A Norfolk man is expected to plead guilty to conspiring to price gouge hospitals in the early days of the COVID-19 pandemic by selling them N95 masks at huge markups, according to prosecutors.

Jason Colantuoni, 35, was charged Thursday in US District Court in Boston with a sole count of conspiracy to commit price gouging in violation of the Defense Production Act, Acting US Attorney Joshua S. Levy’s office said.

The act gives the president the authority to control the general distribution of materials deemed scarce and critical to national defense in an emergency, according to court documents. Under the law, such items can’t be sold “at prices in excess” of prevailing market rates.


In March 2020, a friend of Colantuoni’s started a company in Florida in response to the pandemic, federal prosecutors said. Colantuoni, his friend, and the company’s head of sales obtained masks from various sources and allegedly sold them “to desperate hospitals in Massachusetts and elsewhere at prices in excess of the prevailing market price,” prosecutors said.

They allegedly offered to sell masks for as much as $11.95 each, prosecutors said.

“The weighted average price for the company’s purchases of N95 masks was approximately $4.48 per mask, while the weighted average price for the company’s sales of N95 masks to hospitals was approximately $9.91 per mask,” prosecutors said.

According to a plea agreement filed in court, prosecutors have agreed to recommend a term of incarceration “within the guidelines” applicable to Colantuoni in exchange for his guilty plea, as well as six months of supervised release and “restitution in an amount to be determined at sentencing.”

A plea hearing hasn’t been set.

“Mr.
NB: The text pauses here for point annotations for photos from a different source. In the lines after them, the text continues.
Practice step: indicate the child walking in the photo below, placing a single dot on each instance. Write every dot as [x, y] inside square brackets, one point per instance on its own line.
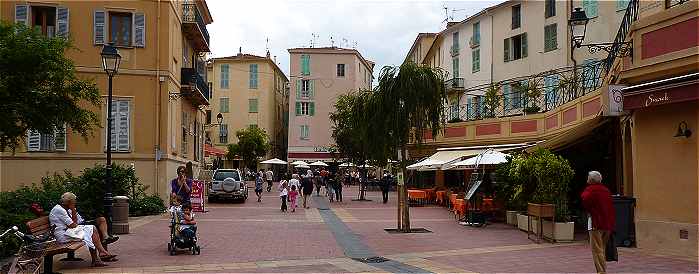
[293, 194]
[283, 193]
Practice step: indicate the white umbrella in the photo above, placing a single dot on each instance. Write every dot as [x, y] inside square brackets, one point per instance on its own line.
[299, 162]
[488, 158]
[274, 161]
[318, 163]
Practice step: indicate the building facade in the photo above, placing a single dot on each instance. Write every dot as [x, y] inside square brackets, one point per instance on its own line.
[159, 92]
[318, 77]
[248, 90]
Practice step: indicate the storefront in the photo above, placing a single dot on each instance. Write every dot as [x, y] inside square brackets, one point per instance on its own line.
[662, 135]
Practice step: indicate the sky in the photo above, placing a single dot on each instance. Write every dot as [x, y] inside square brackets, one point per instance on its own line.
[382, 30]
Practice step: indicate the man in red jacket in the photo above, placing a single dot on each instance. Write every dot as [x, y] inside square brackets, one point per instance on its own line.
[597, 201]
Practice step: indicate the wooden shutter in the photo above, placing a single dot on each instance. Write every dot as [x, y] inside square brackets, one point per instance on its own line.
[139, 22]
[123, 122]
[62, 25]
[99, 27]
[506, 49]
[524, 45]
[22, 14]
[33, 140]
[60, 138]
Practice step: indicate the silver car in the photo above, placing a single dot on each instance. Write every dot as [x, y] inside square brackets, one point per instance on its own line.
[228, 184]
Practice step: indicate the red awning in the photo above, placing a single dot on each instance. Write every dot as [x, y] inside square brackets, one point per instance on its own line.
[212, 151]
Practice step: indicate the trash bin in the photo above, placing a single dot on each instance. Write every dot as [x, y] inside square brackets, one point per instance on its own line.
[120, 215]
[625, 233]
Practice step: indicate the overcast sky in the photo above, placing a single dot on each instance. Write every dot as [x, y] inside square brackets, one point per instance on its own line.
[382, 30]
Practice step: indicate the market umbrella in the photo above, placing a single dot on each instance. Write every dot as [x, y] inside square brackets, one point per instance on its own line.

Colantuoni was not an owner or officer of the company,” his lawyer, Tracy Miner, said in a statement Friday. “He did not set prices or share in the profits of the company. He was trying to help his friend’s business out. He has accepted responsibility for his role.”


The charge carries penalties of up to a year in prison, up to a year of supervised release, and a maximum fine of $10,000, prosecutors said.